A player on the restricted list cannot be signed by another team unless compensation is paid to the team who placed him on the list. [Baseball Reference]
That is pretty serious stuff. But it seems like the team is intent on keeping it personal, as Joe Girardi did not provide and solid answers when he spoke to the media shortly after the news broke.
"I am not going to get into it," the manager said, when asked what Haseley's particular issues were. "Like I said, it's personal reasons. We have no timetable. We are all thinking about Adam.
"We had a nice talk today and we all agreed this was the right move for all of us going forward. It's a personal thing, we'll just leave it at that."
There's obviously a lot more to this story that is unknown right now, but what we do know is that Mickey Moniak, who as recently as this morning was expected to be behind both Odubel Herrera and Scott Kingery on the organization's center field depth chart, has been called up for what could be (he hopes) a permanent stay in center.
Moniak was the Phillies' first overall pick in 2016 and in four seasons he has been inconsistent in the minors, failing to ascend as quickly as most would expect a top draft pick to.
In his most recent full season, the 22-year-old left-handed hitter hit .252 with 11 homers and 67 RBI in 119 double-A games back in 2019. He also played well in center and stole 15 bases.

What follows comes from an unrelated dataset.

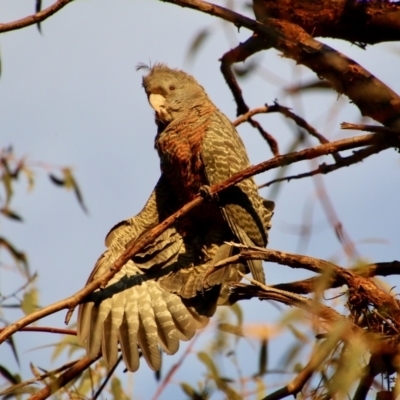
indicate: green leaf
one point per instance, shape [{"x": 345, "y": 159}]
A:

With no minor league season in 2020 due to COVID-19, Moniak did get 18 MLB at-bats at the end of the season, collecting just three hits in a very limited showing.
"We liked what we saw from Mickey in spring training," Girardi said. "We felt he was the most likely to help us. ... he's going to get a shot and we hope that he's a boost in the arm."
It seems likely he'll be the starter going forward. After all, it's now or never for the former No. 1 overall pick. The Phillies are doing this at the right time, giving him a few months to show what he can do at a position that has been god awful to start the year for Philadelphia before the trade deadline arrives mid-summer, which gives the Phillies the opportunity to take their center field options out of house if needed.
Moniak isn't in New York to start Wednesday, but Girardi said he expects the rookie to "have a bright future" and to get quite a bit of playing time as the season continues.